The idea that companies will “not like” the improvement of conditions is indeed correct. But, obviously, if corporations were allowed to do whatever they wanted, our world would go to hell. That’s precisely the reason we have regulations to mandate what is permissible and what isn’t--it’s the very reason we have seatbelts in our cars and arsenic limits for our water. The idea that corporations “won’t simply pay” is ignorant of the basic idea of a corporate charter. Corporations, in becoming incorporated, are granted a charter by the state under the edict that they are responsible to the state, just like any citizen. The state sets a minimum wage, but one could say that corporations wouldn’t “simply pay” that either. Because every corporation is ultimately required to be responsive to the state according to its charter, every corporation is required to pay a minimum wage anyway. Common sense and history argue against the idea that it would be best for corporations to act without any guidelines and have free reign over society. Therefore it’s society’s responsibility to determine what we allow and what we require of corporations, and corporations, because of the charter they have received, are just as responsible as regular citizens in having to follow law.

Ravs

Offline miko2d

  • Parolee
  • Gold Member
  • *****
  • Posts: 3177
Someone tell me how "Free Trade Agreements" are a good thing?
« Reply #89 on: November 11, 2003, 11:28:05 AM »
ravells: Slavery might also be better than starvation, yet nobody advocates a return to slavery.

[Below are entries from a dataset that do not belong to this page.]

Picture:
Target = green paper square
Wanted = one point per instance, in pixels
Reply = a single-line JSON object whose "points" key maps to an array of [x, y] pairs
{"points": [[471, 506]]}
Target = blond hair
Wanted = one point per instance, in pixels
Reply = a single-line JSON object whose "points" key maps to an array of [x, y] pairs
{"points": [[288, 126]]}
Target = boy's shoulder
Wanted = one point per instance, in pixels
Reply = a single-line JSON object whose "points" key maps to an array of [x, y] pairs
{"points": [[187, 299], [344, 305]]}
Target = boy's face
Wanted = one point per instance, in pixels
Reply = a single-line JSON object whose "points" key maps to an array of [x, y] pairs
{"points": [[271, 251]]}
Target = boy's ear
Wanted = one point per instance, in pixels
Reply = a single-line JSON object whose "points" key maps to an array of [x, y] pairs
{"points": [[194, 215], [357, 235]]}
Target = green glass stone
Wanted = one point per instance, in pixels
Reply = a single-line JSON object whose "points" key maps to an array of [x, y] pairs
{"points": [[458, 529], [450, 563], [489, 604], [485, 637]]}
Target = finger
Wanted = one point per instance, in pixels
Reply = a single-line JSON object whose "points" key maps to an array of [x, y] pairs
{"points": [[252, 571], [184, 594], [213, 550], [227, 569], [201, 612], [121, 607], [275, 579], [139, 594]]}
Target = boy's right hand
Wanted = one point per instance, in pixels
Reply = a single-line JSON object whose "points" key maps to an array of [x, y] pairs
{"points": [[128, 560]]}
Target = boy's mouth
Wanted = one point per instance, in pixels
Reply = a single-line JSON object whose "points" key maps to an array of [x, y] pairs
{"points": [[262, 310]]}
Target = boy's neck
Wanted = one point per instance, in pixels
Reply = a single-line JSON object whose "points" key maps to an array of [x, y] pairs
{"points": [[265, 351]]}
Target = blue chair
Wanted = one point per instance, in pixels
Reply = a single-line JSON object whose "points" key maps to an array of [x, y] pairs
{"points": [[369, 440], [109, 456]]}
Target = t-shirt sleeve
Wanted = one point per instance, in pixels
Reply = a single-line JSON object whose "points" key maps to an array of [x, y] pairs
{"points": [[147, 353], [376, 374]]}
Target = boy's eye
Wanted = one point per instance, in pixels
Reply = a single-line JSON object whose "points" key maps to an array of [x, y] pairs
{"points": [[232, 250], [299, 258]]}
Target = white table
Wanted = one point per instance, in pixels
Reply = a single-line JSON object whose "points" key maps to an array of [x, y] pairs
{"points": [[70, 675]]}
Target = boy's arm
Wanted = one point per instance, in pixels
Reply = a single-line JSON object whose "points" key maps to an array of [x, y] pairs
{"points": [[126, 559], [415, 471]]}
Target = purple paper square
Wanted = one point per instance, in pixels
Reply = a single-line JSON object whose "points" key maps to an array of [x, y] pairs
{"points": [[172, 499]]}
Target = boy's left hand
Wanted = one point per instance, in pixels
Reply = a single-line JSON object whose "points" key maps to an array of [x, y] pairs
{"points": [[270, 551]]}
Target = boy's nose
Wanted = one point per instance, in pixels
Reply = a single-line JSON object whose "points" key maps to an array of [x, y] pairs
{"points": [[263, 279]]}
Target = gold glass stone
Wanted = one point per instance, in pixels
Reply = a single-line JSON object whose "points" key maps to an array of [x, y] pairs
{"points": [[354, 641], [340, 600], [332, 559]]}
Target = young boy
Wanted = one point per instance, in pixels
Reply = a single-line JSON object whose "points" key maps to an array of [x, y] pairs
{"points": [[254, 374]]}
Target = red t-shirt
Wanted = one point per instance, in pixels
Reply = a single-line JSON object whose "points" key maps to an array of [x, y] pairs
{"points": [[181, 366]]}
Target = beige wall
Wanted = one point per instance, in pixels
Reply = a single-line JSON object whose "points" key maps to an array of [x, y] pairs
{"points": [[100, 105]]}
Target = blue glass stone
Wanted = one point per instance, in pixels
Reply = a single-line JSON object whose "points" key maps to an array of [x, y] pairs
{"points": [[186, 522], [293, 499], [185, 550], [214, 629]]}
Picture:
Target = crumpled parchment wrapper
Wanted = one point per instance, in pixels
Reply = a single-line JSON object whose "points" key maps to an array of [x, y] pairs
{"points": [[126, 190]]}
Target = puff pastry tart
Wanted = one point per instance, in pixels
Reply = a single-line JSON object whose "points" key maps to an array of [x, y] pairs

 Job is taken voluntarily. If people voluntarily take a job that is associated with abuse, it only makes me wonder how are their alternative choices.

This idea rests on a fundamental fallacy: that large multinational companies (e.g., NIKE, adidas, Jansport) contracting with local producers are helpless entities unable to have an effect on conditions in local factors.

 Why should those companies pay extra money to increase the welfare of those workers? Why shouldn't any people with extra money pay for it?
 Let them earn $.25 from Nike and get subcidy from whovever else is charitable. No reason to forbit Nike to offer a job at $.25.

 But, obviously, if corporations were allowed to do whatever they wanted, our world would go to hell.

 That is absolutely not true. Companies do what their consumers demand and they compete for resources, including labor and materials.

 The state sets a minimum wage

 Minimum wage prevents a worker with low productivity from obtaining any employment.